There can be a lot of fear around travelling in developing countries with young children - it does require a little more preparation, but for us, the benefits have far out weighed any of the minor extra precautions.
In the past 6 months we have been lucky enough to travel through Myanmar, Malawi and Zambia with our mini backpackers. Travelling with the kids to developing countries - where the infrastructure, economy and way of life is in such stark contrast to how we live our life in the UK - has given us some of our richest travel experiences, and an opportunity for some of our greatest learning.
Here are a few of the practical tips we have come to rely on.
I always hoped that doing this much travelling would make our kids really adventurous eaters. But I'd be lying if I said that's the case! They tend to stick to plain carbs (rice, pasta, noodles, chapattis), plain veg & fruit on the road. Carl & I used to assume it was normal to get tummy bugs every time we travelled 'off road', but we have realised it is our desire to try EVERYTHING that has led to this! Our kids are a lot more cautious about eating unusual meat & sauces they haven't had before, which means our little backpacking vegans are rarely ever ill!
There are still days when I worry that they haven't eaten enough, or long delays that mean that we end up skipping a meal, so I always pack a load of snacks that I know travel well. Our 'tried and tested' favourites are: popcorn, dried crackers, dried fruit (especially apricots, mango and raisins), rice cakes, cashew nuts & digestive biscuits.
This is Carl’s favourite topic. He LOVES the whole challenge & puzzle of working out how to get from place to place in the easiest, safest, most cost effective way.
In Myanmar we used a combination of car, bus, train & two internal flights which increased the cost significantly for a family of 5, but made exploring this amazing country quicker & easier. In Africa we travelled entirely over land using local drivers.
In general terms here are the pros and cons to different modes of transport when travelling in developing countries:
- Internal flights are generally the most reliable & certainly the quickest way to get around, but are expensive - especially in Africa.
- Hiring a driver can be unpredictable (as you can never be sure of the quality or reliability of the car). However, this is also our favourite because through your driver or guide you can understand so much more about where you are staying, food, customs & advice as to the best places for rest stops.
- Hiring your own car gives you lots of flexibility & autonomy, but is often another expensive option (in Zambia it was 200 dollars more to hire a car then it was to use a local driver), & relies on you knowing where you are going & understanding the local rules of the road.
- Whatever option you go for EXPECT DELAYS & a lot of waiting around. Whether it's a flight that's been cancelled, a police road block, long queues at a border crossing or a broken down vehicle - it's good to be prepared with lots of paper activities for the kids; a pack of cards easily accessible; lots of snacks & full water bottles before you set off.

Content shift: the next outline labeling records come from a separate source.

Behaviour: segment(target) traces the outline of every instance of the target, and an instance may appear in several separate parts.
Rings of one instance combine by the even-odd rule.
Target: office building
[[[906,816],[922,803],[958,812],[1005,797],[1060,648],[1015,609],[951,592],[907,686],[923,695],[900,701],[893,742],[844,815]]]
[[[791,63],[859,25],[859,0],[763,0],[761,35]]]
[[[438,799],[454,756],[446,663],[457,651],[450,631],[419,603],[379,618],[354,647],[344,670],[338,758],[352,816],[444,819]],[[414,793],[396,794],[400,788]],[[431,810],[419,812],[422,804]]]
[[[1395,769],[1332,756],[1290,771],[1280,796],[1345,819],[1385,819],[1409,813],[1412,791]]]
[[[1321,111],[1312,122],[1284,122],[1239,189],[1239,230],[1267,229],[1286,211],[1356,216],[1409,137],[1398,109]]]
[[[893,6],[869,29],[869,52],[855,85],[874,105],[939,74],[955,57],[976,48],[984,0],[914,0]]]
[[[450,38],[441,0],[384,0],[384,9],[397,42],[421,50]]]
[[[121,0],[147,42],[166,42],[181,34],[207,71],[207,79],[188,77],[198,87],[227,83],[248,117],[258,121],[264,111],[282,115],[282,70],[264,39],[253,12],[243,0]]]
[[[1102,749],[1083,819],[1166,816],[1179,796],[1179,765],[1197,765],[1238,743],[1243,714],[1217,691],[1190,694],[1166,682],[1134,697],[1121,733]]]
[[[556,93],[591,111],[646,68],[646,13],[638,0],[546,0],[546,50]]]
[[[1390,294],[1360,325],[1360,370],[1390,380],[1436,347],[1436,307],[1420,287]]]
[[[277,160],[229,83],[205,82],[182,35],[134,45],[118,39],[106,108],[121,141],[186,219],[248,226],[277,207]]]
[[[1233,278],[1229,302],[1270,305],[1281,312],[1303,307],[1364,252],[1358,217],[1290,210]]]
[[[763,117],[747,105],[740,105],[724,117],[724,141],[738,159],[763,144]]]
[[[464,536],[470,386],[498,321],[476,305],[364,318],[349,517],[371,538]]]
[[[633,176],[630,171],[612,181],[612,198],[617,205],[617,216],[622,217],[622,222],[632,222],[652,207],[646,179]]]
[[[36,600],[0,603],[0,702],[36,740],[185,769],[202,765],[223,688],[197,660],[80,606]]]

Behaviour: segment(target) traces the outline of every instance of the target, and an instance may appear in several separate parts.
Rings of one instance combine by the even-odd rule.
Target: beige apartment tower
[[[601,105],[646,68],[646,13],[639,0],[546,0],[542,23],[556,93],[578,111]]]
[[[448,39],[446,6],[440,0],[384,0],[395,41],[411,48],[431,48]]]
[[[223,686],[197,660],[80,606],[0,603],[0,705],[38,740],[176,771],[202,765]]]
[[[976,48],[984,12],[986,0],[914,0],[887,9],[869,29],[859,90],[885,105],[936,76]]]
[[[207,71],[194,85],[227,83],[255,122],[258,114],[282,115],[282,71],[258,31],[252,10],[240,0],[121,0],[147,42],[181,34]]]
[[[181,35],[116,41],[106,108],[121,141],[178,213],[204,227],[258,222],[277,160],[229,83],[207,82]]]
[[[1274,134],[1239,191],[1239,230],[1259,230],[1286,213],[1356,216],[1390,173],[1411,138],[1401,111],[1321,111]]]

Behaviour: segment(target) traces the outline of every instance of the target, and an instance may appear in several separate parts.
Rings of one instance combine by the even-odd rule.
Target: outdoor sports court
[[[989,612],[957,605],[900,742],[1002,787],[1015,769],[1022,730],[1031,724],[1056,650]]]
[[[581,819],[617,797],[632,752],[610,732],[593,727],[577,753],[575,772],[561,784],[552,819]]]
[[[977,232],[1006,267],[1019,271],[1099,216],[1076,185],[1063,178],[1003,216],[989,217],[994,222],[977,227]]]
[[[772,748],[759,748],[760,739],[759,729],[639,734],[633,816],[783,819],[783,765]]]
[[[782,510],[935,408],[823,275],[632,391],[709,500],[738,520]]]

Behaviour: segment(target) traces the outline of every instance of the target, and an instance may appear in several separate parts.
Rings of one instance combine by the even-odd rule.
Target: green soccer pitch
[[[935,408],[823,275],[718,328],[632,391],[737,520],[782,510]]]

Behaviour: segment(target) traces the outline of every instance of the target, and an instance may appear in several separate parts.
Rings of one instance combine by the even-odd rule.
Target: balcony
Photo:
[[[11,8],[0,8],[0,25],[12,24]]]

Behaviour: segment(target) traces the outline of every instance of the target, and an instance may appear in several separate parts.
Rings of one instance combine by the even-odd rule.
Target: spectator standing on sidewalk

I become fastidious about hand washing on the road, & giving the kids the chat about not putting fingers or toys in their mouth. We have baby wipes and hand sanitizers in every bag & pocket, for toilet stops and washing hands pre meals.
We only drink bottled water & brush teeth using bottled water too. Bedtime takes longer but the novelty of us all brushing out teeth together means they usually do a much better job of it!
Managing mosquitoes is the single thing I find hardest when travelling in hot climates – mostly because it doesn’t matter what I do, I end up getting eaten alive. Thankfully, we have a lot more success protecting the kids! We always pack thin long layers to cover up in the evenings, & make sure we stay in places that provide mossie nets when recommended. We use chemical free insect repellent & wrist bands (and then lavender oil to soothe all the bites I get regardless!).
I used to carry a massive medical kit with us when we travelled to developing countries. Now we just take the essentials - no different form what we take when travelling in Europe. We do, however, always take out full travel insurance, and make sure we always know where the nearest medical clinic is, just in case we need one.
When we first arrive...
When arriving in a new country we always stay in the best accommodation that we can afford for the first two nights. However well we prepare for a trip, we still always arrive exhausted, which makes adapting to a new climate, language, culture and food a lot harder. After a couple of good nights sleep and some gentle acclimatisation we are in a far better position to head off road and start exploring – this one tip alone has transformed many a family trip!
And for what its worth, everyone has their different techniques for combating jetlag – but for us, we always try to land at our final destination in the evening. Long haul travel is always exhausting. By the time we have landed we are usually always ready for a good night sleep.
So, those are my travel tips - I’d love to hear some of yours.